The Montseny brook newt (Calotriton arnoldi) is a species of amphibian found exclusively on this massif, nature park and biosphere reserve. It is therefore endemic to this territory and also the only vertebrate that is from Catalonia. The first populations of the species were discovered by chance in 1979 and it was initially believed to belong to a very close species, the Pyrenean brook salamander (Calotriton asper). Scientific studies were able to establish, towards the end of 2005, that these populations were actually, on a morphological and genetic level, a different species: the Montseny brook newt. It had remained unknown to science for decades owing to its rarity, despite its obvious differences with the Pyrenean species. So all brook-newt populations known so far became a new species, the Montseny brook newt, and the Pyrenean species was therefore not present on the massif. That led to concerns over the state of conservation of this emblem of Montseny's biological diversity, which was finally listed as a “critically endangered” species by the UICN, as Western Europe’s most threatened amphibian.

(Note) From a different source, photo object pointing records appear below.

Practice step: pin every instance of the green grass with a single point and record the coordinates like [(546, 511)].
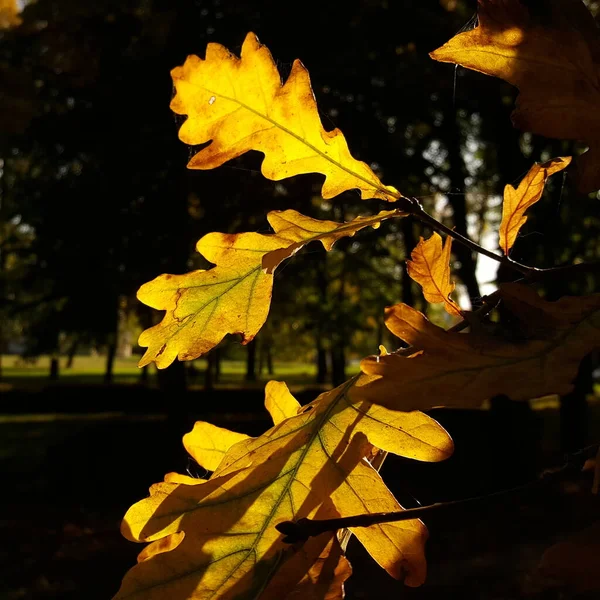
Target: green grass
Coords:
[(90, 370)]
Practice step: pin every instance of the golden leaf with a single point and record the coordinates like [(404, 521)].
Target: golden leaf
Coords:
[(310, 464), (517, 201), (554, 60), (235, 295), (207, 443), (310, 578), (240, 104), (430, 268), (443, 368), (9, 14)]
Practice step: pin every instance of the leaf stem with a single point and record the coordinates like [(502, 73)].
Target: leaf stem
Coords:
[(413, 207), (305, 528), (416, 210)]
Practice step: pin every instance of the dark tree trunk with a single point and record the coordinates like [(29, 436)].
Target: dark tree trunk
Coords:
[(209, 374), (321, 360), (71, 353), (251, 361), (467, 259), (574, 409), (321, 356), (172, 379), (110, 359), (217, 364), (338, 364), (54, 368), (270, 370), (144, 376)]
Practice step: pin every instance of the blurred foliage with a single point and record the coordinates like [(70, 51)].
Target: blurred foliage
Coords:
[(95, 199)]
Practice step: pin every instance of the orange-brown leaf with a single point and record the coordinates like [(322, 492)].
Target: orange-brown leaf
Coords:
[(308, 465), (240, 104), (430, 268), (9, 14), (234, 296), (443, 368), (517, 201), (575, 563), (554, 60)]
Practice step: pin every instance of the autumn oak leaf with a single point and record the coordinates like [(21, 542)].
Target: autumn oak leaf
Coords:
[(517, 201), (430, 268), (310, 464), (552, 55), (240, 104), (235, 295), (445, 368)]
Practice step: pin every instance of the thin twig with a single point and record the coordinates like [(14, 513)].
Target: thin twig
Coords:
[(305, 528), (419, 212), (413, 207)]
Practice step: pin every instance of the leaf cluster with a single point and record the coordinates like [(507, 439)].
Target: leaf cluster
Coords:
[(217, 537)]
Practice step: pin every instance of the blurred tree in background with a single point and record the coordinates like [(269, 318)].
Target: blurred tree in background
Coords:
[(96, 198)]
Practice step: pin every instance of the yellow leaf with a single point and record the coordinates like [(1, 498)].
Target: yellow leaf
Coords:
[(279, 402), (316, 570), (309, 465), (207, 443), (443, 368), (9, 14), (553, 59), (517, 201), (240, 104), (234, 296), (165, 544), (179, 478), (430, 268)]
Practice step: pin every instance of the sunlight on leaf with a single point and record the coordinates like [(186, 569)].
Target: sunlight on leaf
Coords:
[(320, 578), (553, 57), (234, 296), (240, 104), (9, 14), (443, 368), (517, 201), (308, 465), (430, 268)]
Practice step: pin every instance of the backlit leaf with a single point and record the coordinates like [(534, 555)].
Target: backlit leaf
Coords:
[(9, 14), (443, 368), (430, 268), (553, 56), (234, 296), (517, 201), (308, 465), (310, 578), (240, 104)]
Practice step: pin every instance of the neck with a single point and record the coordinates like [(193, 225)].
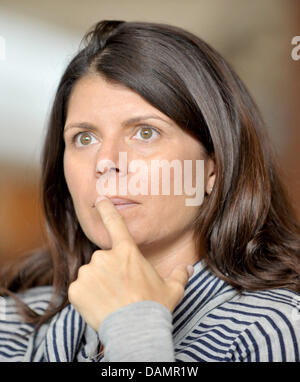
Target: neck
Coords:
[(165, 256)]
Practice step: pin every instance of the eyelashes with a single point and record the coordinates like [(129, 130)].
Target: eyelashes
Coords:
[(76, 137)]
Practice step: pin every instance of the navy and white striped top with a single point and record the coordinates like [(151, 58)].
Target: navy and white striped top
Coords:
[(211, 323)]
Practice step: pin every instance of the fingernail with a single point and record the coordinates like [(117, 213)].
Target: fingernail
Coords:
[(101, 197), (190, 270)]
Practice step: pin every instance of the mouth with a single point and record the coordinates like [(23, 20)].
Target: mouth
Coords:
[(122, 203)]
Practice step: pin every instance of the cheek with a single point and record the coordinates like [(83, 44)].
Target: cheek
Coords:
[(74, 175)]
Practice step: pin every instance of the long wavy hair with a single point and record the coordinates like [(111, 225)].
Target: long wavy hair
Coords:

It was in view of this scenario, in 2016, that the European Commission authorised LIFE project for conserving this species, with Barcelona and Girona Provincial Councils, the Catalan government, Forestal Catalana and Barcelona Zoo taking part. The project established various key goals at the outset, including the implementation of initiatives to minimise the current threats to the Montseny massif and improve the state of newt conservation. The specific operational goals established at the start of the project were as follows:
Goal 1. To ensure its genetic conservation and expand its geographic distribution.
Goal 2. To improve water quality and the ecological flow of transmissions in its distribution range.
Goal 3. To eliminate or minimise the threats that occur in brook habitats where the Montseny brook newt is currently found.
Goal 4. To establish sufficient legal cover on both domestic and EU levels and have a plan for its management.
Goal 5. To monitor its state of conservation regularly and increase scientific and expert knowledge for its conservation and management.
Goal 6. To disseminate information and involve society in conserving brook habitats, their biodiversity and, specifically, the Montseny brook newt.
Although some of the partners have extended the implementation of their initiatives by a further 2 years, with the project therefore remaining active, Barcelona Zoo has finished its initiatives with all goals achieved. Pre-existing and new facilities built as part of the LIFE project currently include a total of 112 aquariums intended for Montseny’s newts, now fully operational. All the global monitoring indicators of the reproductive success of this species in the Zoo can be considered positive: (1) a steady increase in the total number of newts housed in the rearing installations, (2) a positive increase of reproductive indices, and (3) the release into the natural environment of newts hatched ex situ in Barcelona Zoo. The educational area is fully operational and the educational programme has been properly defined, developed and implemented.
Barcelona Zoo’s post-LIFE commitment is clear, thanks to which a collaboration agreement has been established with Barcelona Provincial Council and Chester Zoo to provide continuity to most of the research initiatives, ex situ conservation, population boosting and conservation and dissemination initiatives for the species. This is an initiative which the International Union for Conservation of Nature (IUCN) has established as a priority, through its “Conservation Planning Specialist Group”: the “One Plan Approach” is aiming for an effective coordination of in situ and ex situ coordination initiatives. Barcelona Zoo’s New Management Model is fully committed to this integration and is therefore establishing as a strategic line projects that are aligned with this work strategy.